EagleTribune.com, North Andover, MA

New Hampshire

July 5, 2014

Emergency response teams prepare for the worst

Emergency Response Teams prepare for storm season

With tropical storms making their presence known, emergency response teams in the area are ready to help.

Community Emergency Response Teams are part of a federal program to educate people about disaster preparedness. CERT teams train residents in response skills like fire safety, search and rescue, and first aid.

“CERT was first developed by a fire chief in the (Los Angeles) area and the reason was citizens could go up to 72 hours without help in a major disaster,” Pelham CERT director Richard Hanegan said. “After 9/11 happened, they started looking at ideas in the country about how to better prepare citizens.”

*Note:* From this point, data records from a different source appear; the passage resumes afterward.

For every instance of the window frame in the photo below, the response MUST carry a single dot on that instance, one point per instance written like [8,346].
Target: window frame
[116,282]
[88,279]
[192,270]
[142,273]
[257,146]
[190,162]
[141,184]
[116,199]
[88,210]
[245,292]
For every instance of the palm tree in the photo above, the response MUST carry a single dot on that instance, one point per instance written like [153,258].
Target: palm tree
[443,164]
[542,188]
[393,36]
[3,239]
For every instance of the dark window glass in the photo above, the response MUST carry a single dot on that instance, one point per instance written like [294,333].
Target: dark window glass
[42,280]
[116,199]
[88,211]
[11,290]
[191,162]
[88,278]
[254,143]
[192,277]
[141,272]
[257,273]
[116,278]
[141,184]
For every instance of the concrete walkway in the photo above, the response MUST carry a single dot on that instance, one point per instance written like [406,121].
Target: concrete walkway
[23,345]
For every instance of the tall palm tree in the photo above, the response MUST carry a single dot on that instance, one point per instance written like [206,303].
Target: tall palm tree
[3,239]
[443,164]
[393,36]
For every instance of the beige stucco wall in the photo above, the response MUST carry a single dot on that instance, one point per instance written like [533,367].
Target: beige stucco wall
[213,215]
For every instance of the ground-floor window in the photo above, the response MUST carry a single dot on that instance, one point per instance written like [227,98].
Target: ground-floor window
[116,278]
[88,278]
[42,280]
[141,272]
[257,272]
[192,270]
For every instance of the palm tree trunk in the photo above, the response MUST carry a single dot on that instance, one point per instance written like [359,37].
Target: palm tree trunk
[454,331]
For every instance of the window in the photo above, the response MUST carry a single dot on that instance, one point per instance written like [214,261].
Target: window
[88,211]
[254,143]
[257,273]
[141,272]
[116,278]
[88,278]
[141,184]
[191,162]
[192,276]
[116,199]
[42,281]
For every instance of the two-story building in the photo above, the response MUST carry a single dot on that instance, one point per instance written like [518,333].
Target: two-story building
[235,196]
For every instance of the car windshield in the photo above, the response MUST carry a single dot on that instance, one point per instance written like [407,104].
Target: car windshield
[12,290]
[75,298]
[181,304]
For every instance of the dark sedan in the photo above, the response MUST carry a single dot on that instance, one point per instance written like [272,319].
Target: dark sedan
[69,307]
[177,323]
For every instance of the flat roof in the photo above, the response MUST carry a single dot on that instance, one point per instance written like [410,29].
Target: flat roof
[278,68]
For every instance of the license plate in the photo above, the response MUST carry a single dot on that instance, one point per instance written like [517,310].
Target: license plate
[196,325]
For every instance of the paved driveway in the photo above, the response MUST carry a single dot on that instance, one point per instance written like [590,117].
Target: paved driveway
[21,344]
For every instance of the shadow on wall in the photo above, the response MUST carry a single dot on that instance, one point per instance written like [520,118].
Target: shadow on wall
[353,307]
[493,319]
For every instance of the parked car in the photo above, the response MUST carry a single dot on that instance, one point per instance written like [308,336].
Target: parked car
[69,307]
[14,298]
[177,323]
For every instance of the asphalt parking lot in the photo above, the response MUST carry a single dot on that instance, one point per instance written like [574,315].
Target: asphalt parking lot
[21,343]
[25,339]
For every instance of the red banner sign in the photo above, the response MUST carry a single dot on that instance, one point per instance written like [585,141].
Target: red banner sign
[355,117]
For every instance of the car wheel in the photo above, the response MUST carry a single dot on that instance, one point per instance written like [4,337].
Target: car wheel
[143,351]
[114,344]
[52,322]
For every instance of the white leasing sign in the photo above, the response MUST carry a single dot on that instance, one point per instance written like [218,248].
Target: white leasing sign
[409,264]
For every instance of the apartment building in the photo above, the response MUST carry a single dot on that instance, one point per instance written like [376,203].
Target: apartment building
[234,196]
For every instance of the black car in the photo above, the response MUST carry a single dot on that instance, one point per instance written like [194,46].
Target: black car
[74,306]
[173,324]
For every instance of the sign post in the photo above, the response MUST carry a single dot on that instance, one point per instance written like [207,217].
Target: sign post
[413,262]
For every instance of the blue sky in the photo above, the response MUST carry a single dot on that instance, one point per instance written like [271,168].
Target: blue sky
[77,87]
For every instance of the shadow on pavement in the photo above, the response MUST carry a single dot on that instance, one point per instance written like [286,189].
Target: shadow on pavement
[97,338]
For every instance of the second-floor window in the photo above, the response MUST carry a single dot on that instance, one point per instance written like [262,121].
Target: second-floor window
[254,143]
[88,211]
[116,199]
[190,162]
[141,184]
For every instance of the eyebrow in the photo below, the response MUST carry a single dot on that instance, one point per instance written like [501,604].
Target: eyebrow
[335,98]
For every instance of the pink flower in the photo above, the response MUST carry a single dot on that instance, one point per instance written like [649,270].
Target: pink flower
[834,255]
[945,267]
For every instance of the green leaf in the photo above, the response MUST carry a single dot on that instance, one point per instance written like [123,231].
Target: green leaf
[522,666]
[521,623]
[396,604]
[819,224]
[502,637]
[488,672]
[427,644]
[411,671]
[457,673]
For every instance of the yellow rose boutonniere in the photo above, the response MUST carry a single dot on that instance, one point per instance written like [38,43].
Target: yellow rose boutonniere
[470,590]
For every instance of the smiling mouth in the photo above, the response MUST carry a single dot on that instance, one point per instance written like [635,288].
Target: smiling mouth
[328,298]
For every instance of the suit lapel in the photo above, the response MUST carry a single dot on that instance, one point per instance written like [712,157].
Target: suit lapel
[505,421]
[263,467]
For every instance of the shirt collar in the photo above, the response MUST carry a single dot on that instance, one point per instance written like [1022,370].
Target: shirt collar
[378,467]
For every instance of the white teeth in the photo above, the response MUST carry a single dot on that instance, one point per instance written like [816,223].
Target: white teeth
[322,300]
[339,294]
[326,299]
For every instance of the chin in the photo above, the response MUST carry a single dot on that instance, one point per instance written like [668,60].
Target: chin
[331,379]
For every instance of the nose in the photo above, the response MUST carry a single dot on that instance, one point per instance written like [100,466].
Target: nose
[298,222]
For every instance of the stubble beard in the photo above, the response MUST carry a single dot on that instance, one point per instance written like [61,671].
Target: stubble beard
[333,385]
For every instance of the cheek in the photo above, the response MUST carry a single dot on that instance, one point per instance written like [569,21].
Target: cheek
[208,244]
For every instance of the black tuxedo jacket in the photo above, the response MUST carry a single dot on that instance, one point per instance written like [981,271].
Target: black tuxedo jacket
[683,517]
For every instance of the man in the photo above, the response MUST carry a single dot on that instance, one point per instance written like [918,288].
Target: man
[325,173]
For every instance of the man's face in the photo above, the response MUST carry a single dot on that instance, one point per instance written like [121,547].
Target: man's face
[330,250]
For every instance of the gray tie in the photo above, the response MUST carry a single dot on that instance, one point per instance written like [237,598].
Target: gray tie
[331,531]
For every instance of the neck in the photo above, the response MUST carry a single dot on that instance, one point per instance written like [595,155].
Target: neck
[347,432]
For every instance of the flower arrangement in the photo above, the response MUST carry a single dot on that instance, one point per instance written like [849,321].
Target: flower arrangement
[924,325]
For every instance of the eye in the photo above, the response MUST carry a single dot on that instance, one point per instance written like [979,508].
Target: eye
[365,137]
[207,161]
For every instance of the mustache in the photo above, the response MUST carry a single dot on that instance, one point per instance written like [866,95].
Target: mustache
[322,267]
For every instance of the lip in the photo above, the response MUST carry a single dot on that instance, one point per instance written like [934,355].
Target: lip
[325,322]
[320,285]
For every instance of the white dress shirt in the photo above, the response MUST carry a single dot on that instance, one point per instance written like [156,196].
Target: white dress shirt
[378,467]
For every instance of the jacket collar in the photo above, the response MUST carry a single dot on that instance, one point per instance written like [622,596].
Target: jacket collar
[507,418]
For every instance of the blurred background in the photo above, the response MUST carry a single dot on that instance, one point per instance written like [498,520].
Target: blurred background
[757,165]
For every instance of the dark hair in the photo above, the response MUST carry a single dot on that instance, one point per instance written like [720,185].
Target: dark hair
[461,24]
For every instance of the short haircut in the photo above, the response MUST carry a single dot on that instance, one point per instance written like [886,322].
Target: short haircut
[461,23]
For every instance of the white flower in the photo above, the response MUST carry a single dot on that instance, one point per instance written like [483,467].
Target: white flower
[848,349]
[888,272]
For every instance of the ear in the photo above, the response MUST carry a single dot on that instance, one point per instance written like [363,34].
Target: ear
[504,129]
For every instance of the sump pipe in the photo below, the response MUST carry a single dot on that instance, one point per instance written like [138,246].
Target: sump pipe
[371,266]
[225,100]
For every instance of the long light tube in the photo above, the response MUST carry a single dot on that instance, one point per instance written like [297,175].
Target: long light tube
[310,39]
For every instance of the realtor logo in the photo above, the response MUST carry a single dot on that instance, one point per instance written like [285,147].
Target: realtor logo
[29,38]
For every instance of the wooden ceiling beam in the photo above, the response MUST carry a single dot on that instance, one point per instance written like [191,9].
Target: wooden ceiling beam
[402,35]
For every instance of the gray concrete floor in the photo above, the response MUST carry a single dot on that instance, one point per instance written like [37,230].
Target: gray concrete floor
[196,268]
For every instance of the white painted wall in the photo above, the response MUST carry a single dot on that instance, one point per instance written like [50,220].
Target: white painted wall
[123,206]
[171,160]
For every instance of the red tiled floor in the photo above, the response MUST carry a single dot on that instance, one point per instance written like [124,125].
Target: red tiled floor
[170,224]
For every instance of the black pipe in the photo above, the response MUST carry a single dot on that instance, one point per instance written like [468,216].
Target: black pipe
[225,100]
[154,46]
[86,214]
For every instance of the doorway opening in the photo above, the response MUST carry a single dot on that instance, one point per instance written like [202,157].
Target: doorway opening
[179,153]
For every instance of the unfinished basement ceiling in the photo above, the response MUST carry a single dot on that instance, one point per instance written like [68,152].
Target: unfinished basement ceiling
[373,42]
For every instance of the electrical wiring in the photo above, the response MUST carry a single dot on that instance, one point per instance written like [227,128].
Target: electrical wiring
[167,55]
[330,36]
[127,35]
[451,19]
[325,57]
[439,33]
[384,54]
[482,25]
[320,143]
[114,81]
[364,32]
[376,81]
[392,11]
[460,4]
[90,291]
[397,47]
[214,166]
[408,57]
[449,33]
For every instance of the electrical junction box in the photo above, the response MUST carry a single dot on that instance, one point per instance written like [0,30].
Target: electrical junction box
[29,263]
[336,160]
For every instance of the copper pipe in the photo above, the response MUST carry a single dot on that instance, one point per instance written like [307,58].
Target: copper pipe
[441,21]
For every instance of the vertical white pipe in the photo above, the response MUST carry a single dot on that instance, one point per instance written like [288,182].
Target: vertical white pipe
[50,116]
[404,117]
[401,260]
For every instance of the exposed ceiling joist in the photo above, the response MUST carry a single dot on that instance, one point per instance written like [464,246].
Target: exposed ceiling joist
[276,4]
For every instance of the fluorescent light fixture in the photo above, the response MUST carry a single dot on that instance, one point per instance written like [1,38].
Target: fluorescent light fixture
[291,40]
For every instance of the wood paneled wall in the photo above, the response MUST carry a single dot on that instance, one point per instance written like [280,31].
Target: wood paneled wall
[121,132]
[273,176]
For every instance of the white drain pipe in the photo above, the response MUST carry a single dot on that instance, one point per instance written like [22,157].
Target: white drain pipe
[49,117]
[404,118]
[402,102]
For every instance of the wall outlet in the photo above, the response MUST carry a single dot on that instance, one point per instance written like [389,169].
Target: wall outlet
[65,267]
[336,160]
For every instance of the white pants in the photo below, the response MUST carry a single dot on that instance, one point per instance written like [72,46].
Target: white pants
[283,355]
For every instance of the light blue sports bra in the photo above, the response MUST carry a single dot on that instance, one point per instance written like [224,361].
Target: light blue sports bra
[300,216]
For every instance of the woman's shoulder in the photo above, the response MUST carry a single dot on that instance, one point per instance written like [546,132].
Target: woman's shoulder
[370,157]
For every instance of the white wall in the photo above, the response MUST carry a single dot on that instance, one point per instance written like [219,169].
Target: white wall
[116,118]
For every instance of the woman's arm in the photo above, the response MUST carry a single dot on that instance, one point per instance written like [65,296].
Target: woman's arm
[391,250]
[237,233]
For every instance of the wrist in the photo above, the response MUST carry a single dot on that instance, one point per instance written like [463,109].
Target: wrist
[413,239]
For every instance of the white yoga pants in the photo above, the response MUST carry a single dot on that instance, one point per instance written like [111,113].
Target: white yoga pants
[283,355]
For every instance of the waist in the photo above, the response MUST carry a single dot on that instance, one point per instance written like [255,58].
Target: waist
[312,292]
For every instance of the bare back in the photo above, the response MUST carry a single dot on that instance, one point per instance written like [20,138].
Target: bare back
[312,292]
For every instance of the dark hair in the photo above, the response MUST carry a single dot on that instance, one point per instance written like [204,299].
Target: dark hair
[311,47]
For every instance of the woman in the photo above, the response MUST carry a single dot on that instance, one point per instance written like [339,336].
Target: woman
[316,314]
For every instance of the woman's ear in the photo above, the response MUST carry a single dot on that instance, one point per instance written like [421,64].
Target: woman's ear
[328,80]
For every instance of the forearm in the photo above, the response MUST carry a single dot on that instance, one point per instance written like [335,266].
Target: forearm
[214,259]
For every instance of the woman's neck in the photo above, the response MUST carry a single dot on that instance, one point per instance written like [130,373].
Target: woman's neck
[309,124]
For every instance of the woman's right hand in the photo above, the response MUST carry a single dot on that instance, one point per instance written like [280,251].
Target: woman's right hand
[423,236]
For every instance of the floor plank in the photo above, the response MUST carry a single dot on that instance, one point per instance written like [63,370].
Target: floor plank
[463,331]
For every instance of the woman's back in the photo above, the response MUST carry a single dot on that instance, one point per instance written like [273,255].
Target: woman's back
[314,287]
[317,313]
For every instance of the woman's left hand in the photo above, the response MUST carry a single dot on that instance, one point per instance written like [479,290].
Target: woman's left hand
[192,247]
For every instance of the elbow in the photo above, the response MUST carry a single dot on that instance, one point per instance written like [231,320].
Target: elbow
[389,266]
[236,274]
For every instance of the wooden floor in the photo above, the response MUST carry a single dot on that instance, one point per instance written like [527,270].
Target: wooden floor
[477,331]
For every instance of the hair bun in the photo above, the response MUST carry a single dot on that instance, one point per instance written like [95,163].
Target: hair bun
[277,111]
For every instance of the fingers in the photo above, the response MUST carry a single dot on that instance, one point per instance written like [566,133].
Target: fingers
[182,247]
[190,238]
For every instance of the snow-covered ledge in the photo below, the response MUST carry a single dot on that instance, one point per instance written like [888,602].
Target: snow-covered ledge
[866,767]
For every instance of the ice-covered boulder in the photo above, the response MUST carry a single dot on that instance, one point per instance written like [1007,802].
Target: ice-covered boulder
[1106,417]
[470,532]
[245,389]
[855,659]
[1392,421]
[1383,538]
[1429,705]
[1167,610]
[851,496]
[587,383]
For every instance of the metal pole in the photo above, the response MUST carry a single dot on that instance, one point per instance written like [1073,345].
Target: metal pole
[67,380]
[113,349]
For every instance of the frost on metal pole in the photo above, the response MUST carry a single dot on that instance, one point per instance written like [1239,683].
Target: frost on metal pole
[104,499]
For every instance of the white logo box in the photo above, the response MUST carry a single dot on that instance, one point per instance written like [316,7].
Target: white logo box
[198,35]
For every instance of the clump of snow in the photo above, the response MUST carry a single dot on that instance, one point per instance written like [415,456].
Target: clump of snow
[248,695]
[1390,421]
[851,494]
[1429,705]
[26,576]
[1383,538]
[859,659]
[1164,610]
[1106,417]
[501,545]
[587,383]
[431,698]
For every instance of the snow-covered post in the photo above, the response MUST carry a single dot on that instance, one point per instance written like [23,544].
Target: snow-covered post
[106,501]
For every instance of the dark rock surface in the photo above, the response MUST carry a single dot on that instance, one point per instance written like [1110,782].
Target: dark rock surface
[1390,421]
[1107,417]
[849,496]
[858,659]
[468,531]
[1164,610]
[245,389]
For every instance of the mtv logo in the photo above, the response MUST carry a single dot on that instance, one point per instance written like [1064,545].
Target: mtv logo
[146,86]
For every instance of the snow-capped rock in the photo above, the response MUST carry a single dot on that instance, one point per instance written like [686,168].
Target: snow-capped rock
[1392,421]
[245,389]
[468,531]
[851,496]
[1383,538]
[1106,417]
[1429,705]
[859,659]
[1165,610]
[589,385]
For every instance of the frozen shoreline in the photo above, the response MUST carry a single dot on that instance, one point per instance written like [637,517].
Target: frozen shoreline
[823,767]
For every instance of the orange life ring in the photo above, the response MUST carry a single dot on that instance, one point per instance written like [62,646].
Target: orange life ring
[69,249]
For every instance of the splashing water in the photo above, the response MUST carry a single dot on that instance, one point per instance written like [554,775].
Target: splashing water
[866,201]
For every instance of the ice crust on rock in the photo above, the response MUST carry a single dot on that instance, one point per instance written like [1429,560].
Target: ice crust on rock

CERT members are taught CPR, how to extinguish fires, response to hazardous materials incidents, and search-and-rescue techniques, according to Hanegan.

“We’re always here and we train as prescribed by Londonderry Fire and the Londonderry Police Department to assist them if they need,” said Rich Semanski, president of A Londonderry Emergency Response Team.

ALERT, which will celebrate its 10th anniversary next month, assists Londonderry police and fire departments in events that require traffic control. The group also reaches out to elementary schools to teach wilderness safety.

“It’s an important function in town,” Semaski said. “We promote safety and safety awareness, especially during summer and winter storms.”

While the teams are locally based, they have been called out to different states to help.

Pelham CERT has responded to calls in Florida, Louisiana and Mississippi in the past, in addition to more local calls, according to Hanegan.

“Around here, we don’t have them like in Oklahoma and California with the tornadoes and fires, fortunately,” Salem CERT coordinator Elliot Fair said.

Salem CERT does complete wellness checks on seniors and invalids during power outages, as well as presentations on responses to electrical storms and downed wires.

“I think that people have been educated their whole lives on how to be prepared,” Hanegan said. “It’s a pretty good program on how to protect your family or be a part of the team that can be deployed.”